Historic house in Wisconsin, United States

The Nathaniel W. Dean House is a simple brick Italianate-style home built about 1856 in Madison, Wisconsin for Dean, an early leader and developer in the area. In 1980 the house was added to the National Register of Historic Places.

==History==
Nathaniel W. Dean was born in Massachusetts in 1817 and arrived in Madison in 1842. He initially co-owned a successful dry goods business, then shifted into real estate. In 1846 he was elected clerk to the Dane County Board of Supervisors. In 1857 he was elected state assemblyman for one term. A Whig and then Republican, he generally supported business interests and railroads. He also supported building the third state capitol and Negro suffrage. He also served as treasurer of the UW Board of Regents and in that role planned UW funding through land sales and had a hand in planning North Hall, South Hall and Bascom Hall.

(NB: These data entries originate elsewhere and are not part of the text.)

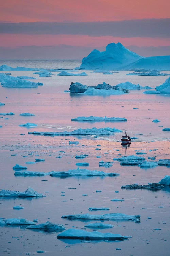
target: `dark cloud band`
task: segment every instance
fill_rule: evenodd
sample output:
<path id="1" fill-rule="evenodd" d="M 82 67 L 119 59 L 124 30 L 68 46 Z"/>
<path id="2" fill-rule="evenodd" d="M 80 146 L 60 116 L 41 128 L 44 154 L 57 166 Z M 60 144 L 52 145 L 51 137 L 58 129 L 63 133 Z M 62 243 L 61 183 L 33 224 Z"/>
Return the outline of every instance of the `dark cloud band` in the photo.
<path id="1" fill-rule="evenodd" d="M 170 37 L 170 19 L 89 22 L 0 23 L 0 33 Z"/>

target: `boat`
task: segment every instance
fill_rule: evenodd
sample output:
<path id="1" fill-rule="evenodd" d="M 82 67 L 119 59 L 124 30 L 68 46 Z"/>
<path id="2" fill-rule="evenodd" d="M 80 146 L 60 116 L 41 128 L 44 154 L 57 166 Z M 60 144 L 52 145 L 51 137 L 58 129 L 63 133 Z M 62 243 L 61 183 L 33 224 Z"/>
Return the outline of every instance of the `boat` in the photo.
<path id="1" fill-rule="evenodd" d="M 122 135 L 122 138 L 121 140 L 123 143 L 130 142 L 131 141 L 131 139 L 130 138 L 130 136 L 128 136 L 128 131 L 125 131 L 124 133 Z"/>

In 1855 Dean bought from the UW 160 acres on which this house sits in the town of Blooming Grove. It was then farmland, and he and his wife Harriet had this farmhouse built - perhaps a country retreat from Madison. The house is two stories and rectangular. The design is on the simple end of Italianate, with a symmetric front, simple stone window sills, and plain brick lintels. A dentilated wood cornice surrounds the top except on the back side, hiding a flat tarred roof. A wood porch which echoes the cornice spans the front of the house.

Dean's main interests were in the city of Madison. His real estate office was in an office block called Dean's Block that he built at King and Pinckney streets. He eventually became the largest stockholder in the Park Hotel at Carroll and Main Streets. In later years, Dean rented a room in Madison, but he gave his occupation as "farmer" in the 1870 census, and is listed in Blooming Grove. He also donated land for Blooming Grove's town hall and Commonwealth Cemetery.

After Dean died in 1880, Harriet sold the house to Frank Allis. He sold to Adolph H Kayser in 1916. Then a private golf club bought the house and land in 1922, and sold it to the city of Madison in 1928. It served as a public golf course clubhouse for decades. In 1971, when the city was set to demolish the old house, the new Blooming Grove Historical Society decided to save and restore it. In 1980 the house was added to the NRHP for its association with "Nathaniel Dean, a leader in the development of 19th century Madison", and as "the only remaining residence still extant from the early years of Blooming Grove. Currently, the house serves as a museum.